Parmi les sommets gravés dans l’histoire de la pétanque moderne, le championnat de France triplette 2006 conserve une aura presque mythique. Vingt ans plus tard, le souvenir de cette édition disputée à Limoges reste vif. Et pour cause : il aura fallu attendre ce week-end d’été en Limousin pour voir enfin couronné celui que tout le monde surnommait déjà « Le Roi » sur l’épreuve reine.
Le seul titre qui se refusait au « Roi »
En 2006, la réputation de Philippe Quintais n’est plus à faire. Déjà fort de multiples couronnes mondiales, de victoires légendaires au Mondial La Marseillaise et de sacres nationaux en individuel ou en doublette, le natif de Chartres domine la discipline de la tête et des épaules depuis plus d’une décennie.

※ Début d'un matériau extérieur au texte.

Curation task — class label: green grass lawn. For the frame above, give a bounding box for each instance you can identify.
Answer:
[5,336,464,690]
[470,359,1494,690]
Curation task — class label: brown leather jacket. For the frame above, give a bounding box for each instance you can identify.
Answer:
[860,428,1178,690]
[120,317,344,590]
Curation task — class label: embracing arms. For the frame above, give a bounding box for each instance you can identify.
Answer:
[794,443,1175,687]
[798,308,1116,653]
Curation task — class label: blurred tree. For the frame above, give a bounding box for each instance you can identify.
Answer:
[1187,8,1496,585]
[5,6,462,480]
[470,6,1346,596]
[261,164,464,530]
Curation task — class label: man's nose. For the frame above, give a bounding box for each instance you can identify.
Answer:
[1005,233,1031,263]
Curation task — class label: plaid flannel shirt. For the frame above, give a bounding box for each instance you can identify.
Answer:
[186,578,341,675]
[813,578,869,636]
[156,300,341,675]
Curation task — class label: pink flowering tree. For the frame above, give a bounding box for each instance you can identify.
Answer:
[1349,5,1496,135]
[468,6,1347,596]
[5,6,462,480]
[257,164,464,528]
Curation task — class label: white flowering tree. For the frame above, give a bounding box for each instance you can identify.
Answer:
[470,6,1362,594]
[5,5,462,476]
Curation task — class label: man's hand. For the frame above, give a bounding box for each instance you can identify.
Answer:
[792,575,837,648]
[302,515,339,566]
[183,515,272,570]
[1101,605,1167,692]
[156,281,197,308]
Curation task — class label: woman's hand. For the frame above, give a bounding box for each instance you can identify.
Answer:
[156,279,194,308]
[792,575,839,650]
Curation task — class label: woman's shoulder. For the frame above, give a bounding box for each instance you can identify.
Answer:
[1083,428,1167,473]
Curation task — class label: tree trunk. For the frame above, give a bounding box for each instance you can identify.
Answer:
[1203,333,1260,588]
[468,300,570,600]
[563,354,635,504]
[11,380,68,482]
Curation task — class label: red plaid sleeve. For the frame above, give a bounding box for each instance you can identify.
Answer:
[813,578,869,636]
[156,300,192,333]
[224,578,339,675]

Pourtant, un paradoxe persistait. Le titre de champion de France triplette refusait de tomber dans ses mains. Année après année, pièges des qualifications, carrés d’honneur surchauffés ou caprices du but semblaient dresser une muraille infranchissable entre le bombardier et ce trophée tant convoité.
Il fallait une armada d’exception pour forcer le destin. C’est sous les couleurs du D.U.C. Nice que l’alliance idéale se scelle, associant Quintais à deux monstrueux talents de sa génération : Philippe Suchaud et Henri Lacroix.
Limoges 2006 : Une odyssée sous haute tension
Sur les terrains sélectifs du parc des expositions de Limoges, la pression est palpable. Chaque mène exige une précision d’orfèvre. Face à la meute des meilleurs trios hexagonaux venus décrocher le maillot tricolore, la triplette niçoise doit faire preuve d’un sang-froid à toute épreuve.
Le tournant du week-end s’opère dans la complémentarité parfaite du trio. Henri Lacroix, au point, impose une régularité étouffante qui met d’emblée les adversaires sous pression. Philippe Suchaud, dans son style caractéristique d’une fluidité déconcertante, distribue les carreaux décisifs aux moments clés. Philippe Quintais, alternant entre le milieu et le tir, orchestre le jeu avec une lecture tactique hors du commun.
En finale, l’affiche est somptueuse. L’équipe d’Ambert emmenée par l’icône Marco Foyot, épaulé par Pascal Milei et Dominique Usaï, se dresse en ultime obstacle. Une confrontation aux allures de choc des titans entre deux figures tutélaires du tir français, Foyot et Quintais.
Au terme d’une partie maîtrisée où le trio niçois impose d’entrée un tempo d’enfer, le verdict tombe : la victoire scelle l’aboutissement d’une quête longuement attendue. La boucle est enfin bouclée.
L’héritage, deux décennies plus tard
Regarder en arrière deux décennies plus tard permet d’évaluer la portée symbolique de ce succès de 2006. Ce premier titre en triplette n’était pas seulement une ligne de plus à un palmarès déjà colossal : il a agi comme le véritable déclic d’une ère de domination partagée avec Suchaud et Lacroix, préfigurant ce qu’on appellera plus tard la « Dream Team »… qui, 20 ans plus tard, continue d’affoler les compteurs. Elle est désormais prétendante à un sacre sur les Masters de Pétanque.